Harlow shook his head. “Unless we overpower that bunch, we won't be coming back to the Thetis. We're twenty to their fourteen, but they've got weapons that make ours look like water-pistols."
Yrra's face flamed with eagerness in the fading green light. “Then I go with you too."
Harlow looked at her dubiously. “I suppose you have to. Stay close to me, and obey orders."
He turned toward the patch of radiance hovering in the air beside him, shining brighter now that the green sun was setting and the light lessening. He thought, “Dundonald, can you go ahead and find out where Taggart has his sentries posted in that city? I must know exactly before we go in."
"Yes. I can do that."
And then men of the Thetis flinched back as the radiance whirled and spun and then flashed away through the gathering twilight. A shining feather, a shooting star, an incredible will-of-the-wisp, darting toward-the looming black ridge and disappearing.

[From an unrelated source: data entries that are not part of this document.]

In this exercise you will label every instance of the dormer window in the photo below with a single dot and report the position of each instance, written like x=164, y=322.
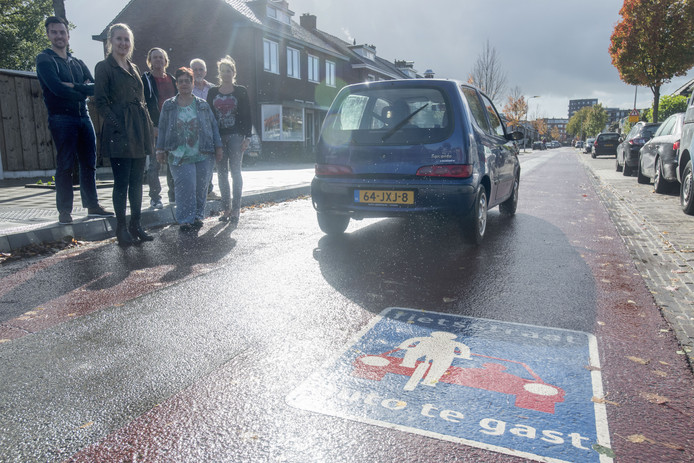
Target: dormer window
x=278, y=15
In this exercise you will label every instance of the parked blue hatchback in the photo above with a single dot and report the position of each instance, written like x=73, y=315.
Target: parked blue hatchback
x=400, y=148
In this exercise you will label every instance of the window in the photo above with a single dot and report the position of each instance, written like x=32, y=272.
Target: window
x=476, y=108
x=282, y=123
x=389, y=116
x=293, y=63
x=271, y=56
x=313, y=68
x=330, y=74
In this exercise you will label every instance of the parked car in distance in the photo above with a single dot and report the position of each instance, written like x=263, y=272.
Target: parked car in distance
x=588, y=148
x=405, y=148
x=684, y=160
x=658, y=157
x=605, y=144
x=628, y=150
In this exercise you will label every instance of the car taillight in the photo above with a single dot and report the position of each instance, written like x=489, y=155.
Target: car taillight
x=332, y=169
x=451, y=170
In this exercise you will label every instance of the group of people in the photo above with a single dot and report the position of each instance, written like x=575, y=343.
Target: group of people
x=179, y=120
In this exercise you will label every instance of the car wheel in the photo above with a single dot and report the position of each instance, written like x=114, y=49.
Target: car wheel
x=687, y=190
x=642, y=179
x=332, y=224
x=476, y=222
x=661, y=186
x=509, y=206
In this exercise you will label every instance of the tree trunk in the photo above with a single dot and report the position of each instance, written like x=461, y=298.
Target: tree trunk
x=59, y=8
x=656, y=102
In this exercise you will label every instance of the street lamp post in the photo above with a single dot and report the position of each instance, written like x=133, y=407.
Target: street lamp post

Harlow raised his voice. “We're moving out right now. Pick them up and keep them going."
And in a compact column they started across the sand, keeping a little away from the river-gorge. As the last rays of the green star lit the rock rampart ahead, Harley surveyed it dubiously. He thought he saw a way over it but was not yet sure.
Then he found that they were following an ancient roadway, one so drifted over by sand that he would have strayed from it had there not been stone markers along it. Back from the road rose dark, low, rambling structures that looked like scattered villas. The wind had piled the sand in drifts around them. And in the deepening twilight, there was no sound but the wind and the river. Nobody had lived in those villas for thousands of years.
Yrra, marching beside him, shivered. “It is evil,” she said. “Men were meant to live like men. Suppose everyone were to become like the Vorn? All the worlds of the galaxy would be like this."
It was a frightening thought. Harlow's mind leaped ahead, in imagination, to a time in the future when the human race might vanish utterly and only creatures like Dundonald would be left, immortal, sterile, building nothing, creating nothing, existing only for the thrill of pure knowledge, lovely bits of force and flame wandering forever through the reaches of space, universes without end.
Was that the ultimate goal of a race who went to space, their final evolution? Had the first rockets been only the first steps of an evolution that would take man and make something more than human and less than human of him?
He forced that eerie thought from his mind. They were nearing the ridge and he saw now that the ancient roadway climbed along its face in an easy grade.
"This way,” he called.
The darkness was becoming absolute. There were no stars in the sky, nothing but the blackness of the mighty Horsehead in which this world was embayed. The tiny flash of his pocket-light was drowned.
But as they climbed higher, Harlow thought that he saw a steady pulsing of light from the other side of the ridge. It grew stronger in the sky. They reached the crest of the ridge.